Writer: William Shakespeare
Director: Chelsea Walker
When we first see orphaned Helen (Ruby Bentall), she’s serving drinks and crying. Her tears, she later tells the audience, are not prompted by her father’s death. She is weeping with unrequited passion for Bertram, who is leaving home. Bertram (a brilliantly nuanced Kit Young) is the handsome young Count of Roussillon in whose household she grew up. He scarcely looks in her direction. Helen follows him to the French court in a do-or-die attempt to win him.
She cures the sick French king, who rewards her with a husband of her choice from among his men. “Thou hast power to choose, and they none to forsake,” the king tells her in an electrifying scene. Shakespeare may have lifted the plot from Boccaccio’s fourteenth-century Decameron, but the play’s explorations of control, cruelty and consent are strikingly contemporary. All’s Well That Ends Well is often grouped with plays like Measure for Measure as a problem play – a comedy in which humour and lightness are fraught with darker ethical ambiguities. Traditionally less frequently staged than more straightforward comedies, these plays are becoming more popular as definitions of authority, sexuality and gender are challenged.
This thought-provoking production certainly problematises the play’s complex power dynamics. In this version, snappily directed by Chelsea Walker, the audience soon realises that Bertram is in a relationship with his companion, Paroles (a fiercely mercurial William Robinson). It’s an interpretation that makes sense of some moments in the text. Paroles even calls him “sweet heart” in one scene and laments: “A young man married is a man that’s marred.” And if Bertram already has a boyfriend, he might well be reluctant to be forced into marrying Helen. Later scenes make clear Bertram is both bisexual and happy to play the field. He is just not that into Helen, not least because he sees her as his social inferior.
It’s a minimalist staging, where occasional props, like Helen’s tray of glasses, are powerfully deployed. Costume changes, too, are crucial in signposting the fast-moving story. The king staggers in, wearing stained Y-fronts, sagging socks and dishevelled cardigan, only to reappear in a suit once swiftly cured. Designers Megan Rarity and Rosanna Vize shed Shakespearean trappings in favour of contemporary chic. The dress code is black with funereal dark glasses in mourning Roussillon, where Siobhán Redmond is an authoritative countess. There are shades of coral, peach and ochre in Paris and Florence as the play’s action shifts. The soldiers wear dark modern uniforms, while Helen spends much of the play in an off-the-shoulder wedding dress when she’s not cosplaying a pilgrim nun with scarlet lipstick and matching suitcase.
Simon Slater’s music is genius. Unsettling operatic notes spiral into high-pitched borderline screams. It quickly builds or calms suspense. The musical effects, directed by Louise Duggan, are reminiscent of similarly disturbing soundtracks for film and TV, like the theme tunes to White Lotus and Utopia. Dressed in gold, soprano Angela Hicks sings regally from the balcony above the stage. Below her, the set disintegrates as if losing its stuffing.
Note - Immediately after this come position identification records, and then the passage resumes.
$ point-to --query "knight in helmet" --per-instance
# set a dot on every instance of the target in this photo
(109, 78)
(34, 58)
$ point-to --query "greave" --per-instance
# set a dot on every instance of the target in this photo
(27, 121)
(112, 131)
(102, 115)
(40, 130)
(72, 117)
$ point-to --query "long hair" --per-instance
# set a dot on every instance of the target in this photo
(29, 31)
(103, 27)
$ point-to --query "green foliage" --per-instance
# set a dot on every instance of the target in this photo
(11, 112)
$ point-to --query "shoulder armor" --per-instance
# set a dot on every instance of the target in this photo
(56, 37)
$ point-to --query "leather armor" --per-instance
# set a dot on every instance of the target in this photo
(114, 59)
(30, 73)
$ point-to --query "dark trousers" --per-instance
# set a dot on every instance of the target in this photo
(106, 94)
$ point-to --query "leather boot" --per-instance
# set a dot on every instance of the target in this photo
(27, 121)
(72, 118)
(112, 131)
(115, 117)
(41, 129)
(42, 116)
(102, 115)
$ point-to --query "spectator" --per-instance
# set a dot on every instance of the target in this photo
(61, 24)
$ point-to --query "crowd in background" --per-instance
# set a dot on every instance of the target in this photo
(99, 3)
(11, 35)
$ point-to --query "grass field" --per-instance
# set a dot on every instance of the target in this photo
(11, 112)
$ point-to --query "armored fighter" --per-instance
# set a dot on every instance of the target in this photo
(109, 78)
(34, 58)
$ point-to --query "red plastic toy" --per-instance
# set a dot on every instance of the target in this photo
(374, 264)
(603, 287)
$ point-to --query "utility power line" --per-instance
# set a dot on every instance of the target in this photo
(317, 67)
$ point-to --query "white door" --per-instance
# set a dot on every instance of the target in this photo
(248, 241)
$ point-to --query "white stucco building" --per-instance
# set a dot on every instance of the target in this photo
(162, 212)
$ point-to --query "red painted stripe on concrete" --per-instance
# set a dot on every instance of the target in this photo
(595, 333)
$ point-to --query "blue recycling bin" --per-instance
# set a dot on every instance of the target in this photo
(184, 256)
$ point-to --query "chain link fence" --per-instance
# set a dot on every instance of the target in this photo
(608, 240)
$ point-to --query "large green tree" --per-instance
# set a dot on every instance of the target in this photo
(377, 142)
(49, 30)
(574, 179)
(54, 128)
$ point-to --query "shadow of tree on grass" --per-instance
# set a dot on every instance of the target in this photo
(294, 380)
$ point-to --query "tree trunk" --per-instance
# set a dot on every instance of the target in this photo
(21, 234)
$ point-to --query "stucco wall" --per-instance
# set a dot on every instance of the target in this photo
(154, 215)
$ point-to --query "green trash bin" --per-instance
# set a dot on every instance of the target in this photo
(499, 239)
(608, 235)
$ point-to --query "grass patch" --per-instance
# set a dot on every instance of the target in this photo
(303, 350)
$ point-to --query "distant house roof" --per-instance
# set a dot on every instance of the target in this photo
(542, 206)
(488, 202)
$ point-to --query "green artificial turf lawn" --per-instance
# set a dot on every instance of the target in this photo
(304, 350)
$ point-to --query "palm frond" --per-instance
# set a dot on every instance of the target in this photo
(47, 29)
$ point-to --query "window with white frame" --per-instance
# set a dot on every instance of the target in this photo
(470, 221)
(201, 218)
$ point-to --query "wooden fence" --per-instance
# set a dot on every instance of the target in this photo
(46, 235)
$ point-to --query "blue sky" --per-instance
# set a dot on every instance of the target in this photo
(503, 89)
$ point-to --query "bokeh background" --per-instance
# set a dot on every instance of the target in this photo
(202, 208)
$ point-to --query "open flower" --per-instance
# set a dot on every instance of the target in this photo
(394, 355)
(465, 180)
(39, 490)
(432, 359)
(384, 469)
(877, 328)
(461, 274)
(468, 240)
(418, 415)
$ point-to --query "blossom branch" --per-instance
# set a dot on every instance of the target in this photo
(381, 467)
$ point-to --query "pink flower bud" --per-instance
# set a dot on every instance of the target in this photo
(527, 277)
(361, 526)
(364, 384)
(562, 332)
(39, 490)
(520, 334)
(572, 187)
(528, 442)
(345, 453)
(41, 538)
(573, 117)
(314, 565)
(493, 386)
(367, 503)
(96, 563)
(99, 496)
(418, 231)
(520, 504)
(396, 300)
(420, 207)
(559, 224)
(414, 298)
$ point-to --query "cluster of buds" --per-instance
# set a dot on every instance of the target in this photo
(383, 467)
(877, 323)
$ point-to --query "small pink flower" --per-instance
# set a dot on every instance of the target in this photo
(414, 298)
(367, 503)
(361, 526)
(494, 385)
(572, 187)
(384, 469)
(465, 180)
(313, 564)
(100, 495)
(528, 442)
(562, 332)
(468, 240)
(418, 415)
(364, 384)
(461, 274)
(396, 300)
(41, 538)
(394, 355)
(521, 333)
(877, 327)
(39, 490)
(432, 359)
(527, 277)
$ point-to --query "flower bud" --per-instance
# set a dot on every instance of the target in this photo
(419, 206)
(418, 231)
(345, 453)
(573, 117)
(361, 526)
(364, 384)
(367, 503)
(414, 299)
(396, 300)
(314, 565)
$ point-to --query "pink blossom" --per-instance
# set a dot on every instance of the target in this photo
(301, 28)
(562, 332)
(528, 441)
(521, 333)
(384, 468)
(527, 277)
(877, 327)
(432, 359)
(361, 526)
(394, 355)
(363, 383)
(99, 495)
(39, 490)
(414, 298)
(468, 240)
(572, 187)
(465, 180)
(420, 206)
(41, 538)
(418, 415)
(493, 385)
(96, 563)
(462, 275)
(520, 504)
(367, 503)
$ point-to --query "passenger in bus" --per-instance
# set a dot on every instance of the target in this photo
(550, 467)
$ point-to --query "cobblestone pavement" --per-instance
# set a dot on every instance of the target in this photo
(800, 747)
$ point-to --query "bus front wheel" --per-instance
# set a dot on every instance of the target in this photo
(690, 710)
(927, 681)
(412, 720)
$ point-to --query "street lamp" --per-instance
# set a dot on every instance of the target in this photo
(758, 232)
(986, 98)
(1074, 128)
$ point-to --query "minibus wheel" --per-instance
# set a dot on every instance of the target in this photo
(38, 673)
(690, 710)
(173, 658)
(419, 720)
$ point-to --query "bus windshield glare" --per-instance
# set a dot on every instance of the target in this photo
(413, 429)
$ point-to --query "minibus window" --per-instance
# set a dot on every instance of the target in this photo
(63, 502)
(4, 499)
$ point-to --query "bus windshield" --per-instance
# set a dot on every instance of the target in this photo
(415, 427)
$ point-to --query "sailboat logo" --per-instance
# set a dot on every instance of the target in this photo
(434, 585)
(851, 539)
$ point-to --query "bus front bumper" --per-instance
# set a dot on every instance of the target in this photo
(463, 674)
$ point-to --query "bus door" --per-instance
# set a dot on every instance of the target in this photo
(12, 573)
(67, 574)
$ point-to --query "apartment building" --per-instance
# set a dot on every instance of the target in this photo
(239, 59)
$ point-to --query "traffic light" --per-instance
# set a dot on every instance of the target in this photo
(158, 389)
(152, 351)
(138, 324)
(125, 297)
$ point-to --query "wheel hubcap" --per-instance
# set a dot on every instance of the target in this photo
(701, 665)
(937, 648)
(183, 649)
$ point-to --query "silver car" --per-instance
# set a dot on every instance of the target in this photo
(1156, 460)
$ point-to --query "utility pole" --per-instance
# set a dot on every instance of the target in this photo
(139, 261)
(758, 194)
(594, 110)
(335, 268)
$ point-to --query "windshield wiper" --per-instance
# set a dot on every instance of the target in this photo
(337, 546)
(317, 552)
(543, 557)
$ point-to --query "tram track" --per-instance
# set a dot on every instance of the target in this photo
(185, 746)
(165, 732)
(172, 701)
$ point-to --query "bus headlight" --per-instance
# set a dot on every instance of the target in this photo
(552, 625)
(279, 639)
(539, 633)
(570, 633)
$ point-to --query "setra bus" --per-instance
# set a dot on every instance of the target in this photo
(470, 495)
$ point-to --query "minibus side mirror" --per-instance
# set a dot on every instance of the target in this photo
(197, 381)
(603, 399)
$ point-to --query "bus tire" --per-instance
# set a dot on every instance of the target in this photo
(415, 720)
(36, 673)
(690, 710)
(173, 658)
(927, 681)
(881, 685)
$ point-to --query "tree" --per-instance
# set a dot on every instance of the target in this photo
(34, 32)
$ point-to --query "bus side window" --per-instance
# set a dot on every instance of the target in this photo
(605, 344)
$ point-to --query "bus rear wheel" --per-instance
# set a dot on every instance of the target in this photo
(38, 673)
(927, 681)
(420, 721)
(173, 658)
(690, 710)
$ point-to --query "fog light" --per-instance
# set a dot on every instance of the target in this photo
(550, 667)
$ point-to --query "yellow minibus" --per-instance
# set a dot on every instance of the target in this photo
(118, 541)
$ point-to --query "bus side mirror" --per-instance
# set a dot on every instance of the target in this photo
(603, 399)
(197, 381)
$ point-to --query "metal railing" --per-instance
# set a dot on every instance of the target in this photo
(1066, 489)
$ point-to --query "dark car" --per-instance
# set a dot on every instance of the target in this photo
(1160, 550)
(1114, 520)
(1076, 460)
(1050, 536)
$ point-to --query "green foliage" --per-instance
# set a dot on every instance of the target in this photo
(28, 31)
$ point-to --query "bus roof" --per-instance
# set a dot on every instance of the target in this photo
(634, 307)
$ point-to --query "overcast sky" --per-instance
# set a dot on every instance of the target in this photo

This is a clever, provocative production. It grapples with interpersonal questions that feel no simpler today than they did to Shakespeare, though perhaps for different reasons. Is Helen an empowered young woman, understandably determined to have agency in a patriarchal world, or an obsessive stalker, pursuing and coercing an unwilling partner? Is Paroles a coward and traitor or a young man trying to be himself despite society’s sniggering homophobia? And Bertram? Victim, snob or thoughtless seducer? The audience is forced to re-evaluate the characters more than once during an unflagging two-hour canter through this engaging tour de force.
“The web of our life is of a mingled yarn, good and ill together,” says one character towards the end of the play. Fleshing out this sense of moral and emotional complexity is both commendable and frustrating. If we can’t cheer on at least one of the protagonists, who can we sympathise with? The dilemmas are made even thornier in the intimate candlelit Sam Wanamaker Playhouse, where proximity leaves the actors nowhere to hide. But, the ensemble’s considerable skills are more than a match for both the challenging space and Shakespeare’s enigmatic text.